Bulgarian President opposes backtrack on smoking ban

Bulgarian President Rossen Plevneliev has spoken out against a backtrack on the country’s full ban on smoking in enclosed public places such as restaurants and bars and also opposes a national referendum on the issue.

Plevneliev’s comments on June 5 2013 came against a background of the Bulgarian Socialist Party government that took office on May 29 indicating readiness to retreat on the ban, now in force for just more than a year.

Socialist MPs who are backing amendments to the law have said that it could reach first-reading stage in Parliament as early as the week starting June 10. Others in socialist circles have suggested holding a national referendum on the question, perhaps at the same time as Bulgaria’s vote in the May 2014 European Parliament elections.

Plevneliev said that there was no real reason nor a logical explanation why a well-executed reform should be changed.

“Let us set an example as a real European country. Let us be responsible towards Bulgaria’s coming generations,” he said.

Plevneliev, since taking office in January 2012, has been an advocate of referendums as direct democracy, but dismissed the idea of one on the smoking ban as a waste of money. Bulgaria’s January 2013 referendum cost about 20 million leva (about 10 million euro).

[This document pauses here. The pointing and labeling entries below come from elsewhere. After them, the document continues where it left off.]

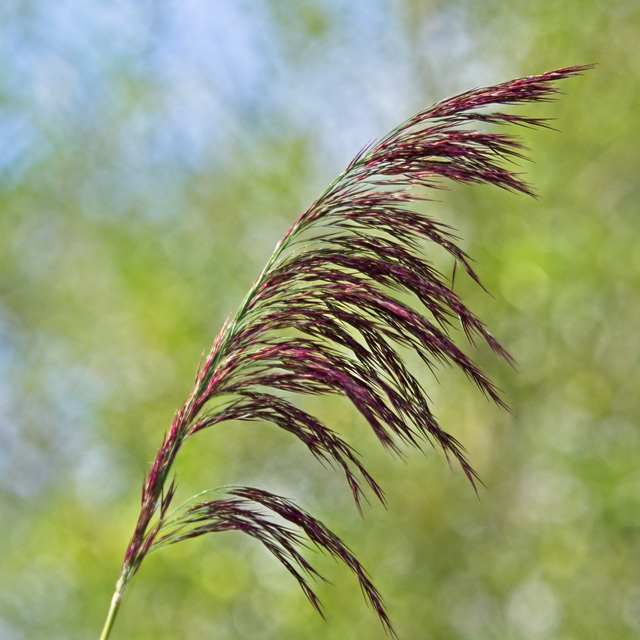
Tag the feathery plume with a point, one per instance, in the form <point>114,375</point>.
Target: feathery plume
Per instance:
<point>322,319</point>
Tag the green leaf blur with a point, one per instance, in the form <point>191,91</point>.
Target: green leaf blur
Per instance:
<point>150,159</point>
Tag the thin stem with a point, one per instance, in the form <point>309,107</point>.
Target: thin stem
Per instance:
<point>113,609</point>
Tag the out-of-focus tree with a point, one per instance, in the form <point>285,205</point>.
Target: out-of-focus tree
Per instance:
<point>150,157</point>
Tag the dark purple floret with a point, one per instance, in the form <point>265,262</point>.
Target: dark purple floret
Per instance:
<point>345,288</point>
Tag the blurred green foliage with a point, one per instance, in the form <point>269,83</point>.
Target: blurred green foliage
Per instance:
<point>151,155</point>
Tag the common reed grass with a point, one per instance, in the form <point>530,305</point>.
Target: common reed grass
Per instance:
<point>322,318</point>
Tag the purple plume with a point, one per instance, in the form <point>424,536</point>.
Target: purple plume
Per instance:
<point>324,317</point>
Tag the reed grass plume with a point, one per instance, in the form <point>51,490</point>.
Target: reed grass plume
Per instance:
<point>324,317</point>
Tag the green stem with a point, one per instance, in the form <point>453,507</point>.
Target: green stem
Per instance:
<point>113,609</point>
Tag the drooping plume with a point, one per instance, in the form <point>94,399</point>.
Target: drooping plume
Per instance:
<point>325,317</point>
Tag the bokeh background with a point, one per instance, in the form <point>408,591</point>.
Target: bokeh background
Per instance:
<point>151,155</point>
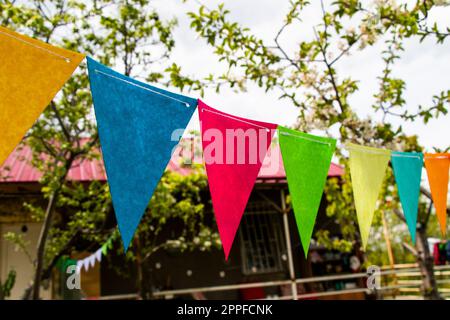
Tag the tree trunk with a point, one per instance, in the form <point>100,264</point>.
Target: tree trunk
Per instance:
<point>41,245</point>
<point>426,265</point>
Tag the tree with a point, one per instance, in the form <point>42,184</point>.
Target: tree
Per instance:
<point>176,220</point>
<point>309,78</point>
<point>125,33</point>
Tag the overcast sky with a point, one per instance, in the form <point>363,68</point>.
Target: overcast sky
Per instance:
<point>425,67</point>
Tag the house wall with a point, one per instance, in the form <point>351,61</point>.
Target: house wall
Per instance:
<point>13,259</point>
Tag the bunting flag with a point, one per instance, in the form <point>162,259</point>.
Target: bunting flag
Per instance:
<point>233,149</point>
<point>31,74</point>
<point>367,169</point>
<point>136,123</point>
<point>437,166</point>
<point>306,160</point>
<point>408,173</point>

In 2012, when campaigners demanded a backtrack on the ban and draft amendment legislation was put to the parliamentary committees on health and on the economy, Plevneliev indicated that if such legislation was approved, he would use his constitutional right of veto.

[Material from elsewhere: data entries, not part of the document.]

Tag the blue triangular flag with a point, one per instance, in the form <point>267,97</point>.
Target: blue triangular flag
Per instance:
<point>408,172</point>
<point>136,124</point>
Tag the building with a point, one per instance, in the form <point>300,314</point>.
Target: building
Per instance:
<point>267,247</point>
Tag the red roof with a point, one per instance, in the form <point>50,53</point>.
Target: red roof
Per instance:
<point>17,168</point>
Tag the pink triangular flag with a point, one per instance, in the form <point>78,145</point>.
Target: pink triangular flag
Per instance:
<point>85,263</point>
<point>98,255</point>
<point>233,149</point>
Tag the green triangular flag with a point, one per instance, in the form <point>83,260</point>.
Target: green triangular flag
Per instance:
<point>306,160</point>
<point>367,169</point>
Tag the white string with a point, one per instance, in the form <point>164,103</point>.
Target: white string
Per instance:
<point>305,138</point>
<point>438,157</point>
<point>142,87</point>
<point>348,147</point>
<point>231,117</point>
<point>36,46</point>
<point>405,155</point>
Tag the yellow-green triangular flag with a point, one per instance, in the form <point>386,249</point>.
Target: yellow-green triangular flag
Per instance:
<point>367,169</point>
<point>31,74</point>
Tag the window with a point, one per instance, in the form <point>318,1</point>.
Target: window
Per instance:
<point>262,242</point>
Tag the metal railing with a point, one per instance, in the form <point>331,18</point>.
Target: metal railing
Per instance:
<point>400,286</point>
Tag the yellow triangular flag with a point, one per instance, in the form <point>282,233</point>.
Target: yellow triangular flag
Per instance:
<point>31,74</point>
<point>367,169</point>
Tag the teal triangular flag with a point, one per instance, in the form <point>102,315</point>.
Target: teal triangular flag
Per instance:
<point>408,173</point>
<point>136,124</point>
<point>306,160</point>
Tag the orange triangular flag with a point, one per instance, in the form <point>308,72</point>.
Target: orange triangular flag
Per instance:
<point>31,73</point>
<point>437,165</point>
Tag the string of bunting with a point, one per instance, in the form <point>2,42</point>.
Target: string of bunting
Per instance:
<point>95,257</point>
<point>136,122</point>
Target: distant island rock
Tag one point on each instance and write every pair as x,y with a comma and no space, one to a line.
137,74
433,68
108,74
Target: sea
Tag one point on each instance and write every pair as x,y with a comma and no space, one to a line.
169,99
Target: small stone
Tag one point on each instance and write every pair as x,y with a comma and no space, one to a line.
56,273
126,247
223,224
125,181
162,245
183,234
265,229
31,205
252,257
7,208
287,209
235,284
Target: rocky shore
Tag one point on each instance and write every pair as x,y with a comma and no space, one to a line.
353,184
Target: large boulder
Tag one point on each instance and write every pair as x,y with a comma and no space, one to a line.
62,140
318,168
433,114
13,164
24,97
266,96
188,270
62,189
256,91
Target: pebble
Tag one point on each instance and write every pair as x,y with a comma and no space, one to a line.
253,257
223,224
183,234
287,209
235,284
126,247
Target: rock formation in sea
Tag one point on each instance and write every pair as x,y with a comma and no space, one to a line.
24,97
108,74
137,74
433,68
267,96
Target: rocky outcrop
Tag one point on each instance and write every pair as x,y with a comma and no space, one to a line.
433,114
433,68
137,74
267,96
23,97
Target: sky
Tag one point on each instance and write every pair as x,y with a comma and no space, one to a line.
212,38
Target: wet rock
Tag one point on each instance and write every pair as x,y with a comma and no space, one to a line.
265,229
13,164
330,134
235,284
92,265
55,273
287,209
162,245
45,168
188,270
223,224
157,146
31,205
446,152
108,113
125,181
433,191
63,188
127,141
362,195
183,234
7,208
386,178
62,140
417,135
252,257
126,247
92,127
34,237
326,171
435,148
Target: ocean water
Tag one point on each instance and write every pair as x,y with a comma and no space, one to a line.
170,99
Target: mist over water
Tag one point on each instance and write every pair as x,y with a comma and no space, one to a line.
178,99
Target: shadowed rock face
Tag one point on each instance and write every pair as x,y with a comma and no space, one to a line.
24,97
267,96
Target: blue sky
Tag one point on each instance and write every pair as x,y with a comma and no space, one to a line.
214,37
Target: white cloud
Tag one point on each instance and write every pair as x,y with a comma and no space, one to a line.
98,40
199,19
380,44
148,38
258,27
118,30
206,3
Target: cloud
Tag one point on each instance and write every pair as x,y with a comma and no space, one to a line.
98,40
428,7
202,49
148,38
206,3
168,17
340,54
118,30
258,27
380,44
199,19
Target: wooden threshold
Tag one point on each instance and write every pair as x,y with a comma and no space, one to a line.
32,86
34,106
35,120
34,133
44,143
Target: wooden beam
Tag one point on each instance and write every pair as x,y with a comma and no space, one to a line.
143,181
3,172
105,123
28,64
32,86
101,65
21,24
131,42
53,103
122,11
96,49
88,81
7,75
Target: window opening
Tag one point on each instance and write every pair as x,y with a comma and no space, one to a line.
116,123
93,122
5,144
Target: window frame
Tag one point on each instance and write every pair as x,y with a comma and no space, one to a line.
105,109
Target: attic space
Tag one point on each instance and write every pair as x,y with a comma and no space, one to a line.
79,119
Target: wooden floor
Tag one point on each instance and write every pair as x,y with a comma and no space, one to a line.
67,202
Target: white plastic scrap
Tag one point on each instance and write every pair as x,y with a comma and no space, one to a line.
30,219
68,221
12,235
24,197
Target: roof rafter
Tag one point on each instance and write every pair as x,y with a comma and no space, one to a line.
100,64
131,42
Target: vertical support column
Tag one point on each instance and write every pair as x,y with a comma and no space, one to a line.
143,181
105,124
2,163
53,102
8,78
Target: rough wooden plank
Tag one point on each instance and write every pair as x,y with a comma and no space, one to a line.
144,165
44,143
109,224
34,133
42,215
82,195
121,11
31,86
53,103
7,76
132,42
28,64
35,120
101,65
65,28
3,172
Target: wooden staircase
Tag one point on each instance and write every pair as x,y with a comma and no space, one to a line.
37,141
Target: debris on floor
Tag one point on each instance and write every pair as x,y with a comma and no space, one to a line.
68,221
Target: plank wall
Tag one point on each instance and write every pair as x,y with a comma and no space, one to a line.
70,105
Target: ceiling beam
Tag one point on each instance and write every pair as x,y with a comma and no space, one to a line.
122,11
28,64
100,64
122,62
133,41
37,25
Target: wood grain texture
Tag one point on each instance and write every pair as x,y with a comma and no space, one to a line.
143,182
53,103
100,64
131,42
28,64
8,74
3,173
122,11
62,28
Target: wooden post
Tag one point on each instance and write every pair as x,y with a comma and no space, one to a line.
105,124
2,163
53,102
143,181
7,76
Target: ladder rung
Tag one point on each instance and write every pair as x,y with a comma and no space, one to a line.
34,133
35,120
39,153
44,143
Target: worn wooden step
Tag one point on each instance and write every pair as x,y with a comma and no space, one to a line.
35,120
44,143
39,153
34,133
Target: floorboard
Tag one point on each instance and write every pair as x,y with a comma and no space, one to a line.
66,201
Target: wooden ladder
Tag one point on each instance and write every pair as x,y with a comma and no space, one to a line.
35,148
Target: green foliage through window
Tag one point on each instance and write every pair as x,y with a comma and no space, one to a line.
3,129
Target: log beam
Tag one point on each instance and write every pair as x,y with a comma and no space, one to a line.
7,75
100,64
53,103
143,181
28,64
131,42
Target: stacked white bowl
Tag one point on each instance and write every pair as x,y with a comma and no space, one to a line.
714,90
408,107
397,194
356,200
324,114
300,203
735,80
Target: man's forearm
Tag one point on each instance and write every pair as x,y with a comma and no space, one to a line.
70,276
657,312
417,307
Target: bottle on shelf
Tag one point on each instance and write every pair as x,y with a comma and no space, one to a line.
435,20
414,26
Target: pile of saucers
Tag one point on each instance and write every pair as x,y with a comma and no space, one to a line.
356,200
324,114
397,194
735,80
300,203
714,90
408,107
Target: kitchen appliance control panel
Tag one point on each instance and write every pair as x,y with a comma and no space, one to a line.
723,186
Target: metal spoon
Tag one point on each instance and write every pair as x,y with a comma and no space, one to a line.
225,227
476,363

The constitution gives the President a limited right of veto. In the event of the head of state referring legislation back to the National Assembly, Bulgaria’s unicameral Parliament, the veto may be overturned by a simple majority of MPs.

Separately, the Ministry of Health said that in the year since June 1 2012 when the full ban on smoking in enclosed public places came into force, 1040 fines had been issued, totalling 668 150 leva.

Between June 1 2012 and May 31 2013, regional health inspectors conducted a total of 215 207 checks at places during the country, day and night.

Several places were checked more than once to establish whether breaches of the law had been corrected.

There were close to 43 000 inspections of eating places, 25 593 inspections of schools and kindergartens and 50 715 inspections at health facilities. Other places inspected included railway stations, bus stations, banks, office buildings, public toilets, shopping centres, theatres and cinemas, hotels and motels, gambling halls, barbers, hairdressers and beauty salons, fitness centres, swimming pools, hostels, old-age homes and internet cafes.

The ministry said that there had been 2708 inspections at outdoor public places, including areas adjacent to kindergartens and playgrounds, sports facilities and cultural events.

The most violations of the ban were found in, respectively, Sofia, Plovdiv, Dobrich, Varna and Blagoevgrad.